WhatsApp continua a integrare sempre più profondamente Meta AI e inaugura una nuova funzione pensata per rivoluzionare gli aggiornamenti di stato. Nella versione beta dell’app per Android è infatti comparso l’editing delle immagini tramite intelligenza artificiale, una novità che mira a rendere gli stati molto più creativi e personalizzabili, senza passare da app esterne. L’AI di Meta ora permette infatti di modificare lo stile delle immagini, cambiare colori, aggiungere o rimuovere elementi e persino generare animazioni partendo da una foto caricata dall’utente.
L’idea alla base è semplice. Si vuole trasformare gli stati di WhatsApp in contenuti immediati ma visivamente accattivanti, rendendo disponibili strumenti grafici che fino a oggi richiedevano app dedicate. L’editing AI si attiva direttamente dalla schermata di creazione dello stato e consente anche di inserire prompt testuali per ottenere cambiamenti precisi. MetaAI propone poi una serie di stili predefiniti, che vanno dal 3D al collage, dall’acquerello al cinema e così via. Una volta generato il risultato, è possibile ripetere la modifica se il contenuto non soddisfa.

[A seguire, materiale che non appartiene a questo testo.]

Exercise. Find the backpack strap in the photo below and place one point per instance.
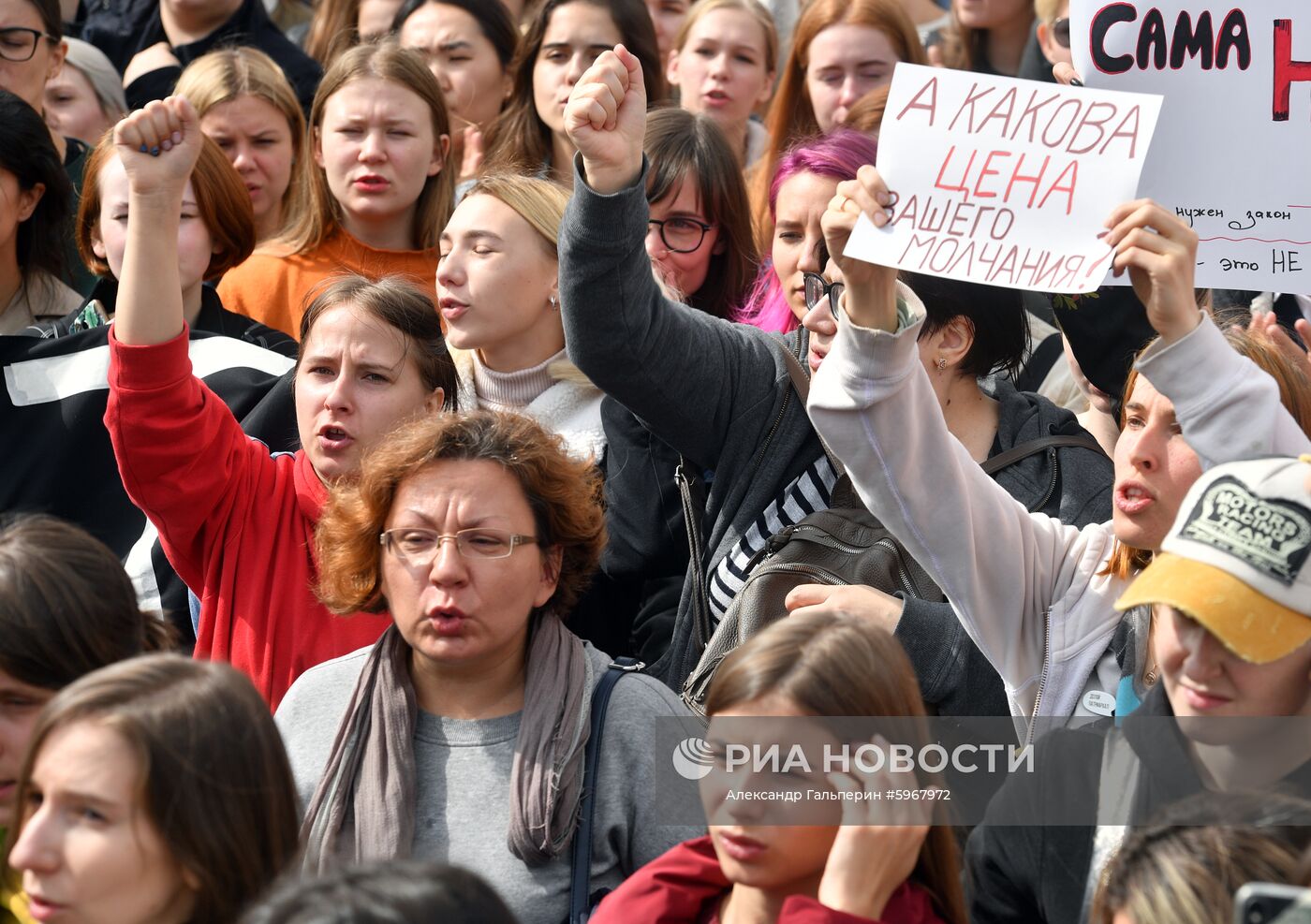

WhatsApp testa Meta AI per gli stati mentre cresce il caso antitrust in Europa
Per ora l’editing AI degli stati di WhatsApp è disponibile soltanto per un numero limitato di utenti in fase di test e in territori selezionati. Non ci sono tempistiche ufficiali per un rilascio globale, e difficilmente arriverà a breve. Meta dovrà raccogliere feedback, migliorare la qualità e soprattutto valutare l’impatto sui server, considerando che la funzione si appoggia a modelli generativi avanzati.
Insomma, WhatsApp sta diventando uno degli spazi principali di Meta per distribuire la propria intelligenza artificiale, ma ciò ha già suscitato l’interesse dell’antitrust europeo. Il gruppo ha scelto di bloccare l’accesso ai chatbot di terze parti attraverso l’API Business, rendendo impossibile agli utenti interagire con servizi come ChatGPT, Copilot o Perplexity tramite WhatsApp. Una decisione considerata da Bruxelles come potenzialmente lesiva della concorrenza. Meta ha respinto le accuse, definendole infondate e ribadendo che le proprie scelte mirano alla sicurezza e alla coerenza dell’esperienza d’uso.
Nel frattempo, la sperimentazione dell’editing AI negli stati va avanti e conferma che WhatsApp vuole diventare molto più di una piattaforma di messaggistica, puntando su contenuti più creativi e strumenti avanzati che avvicinano sempre di più l’app al mondo dei social.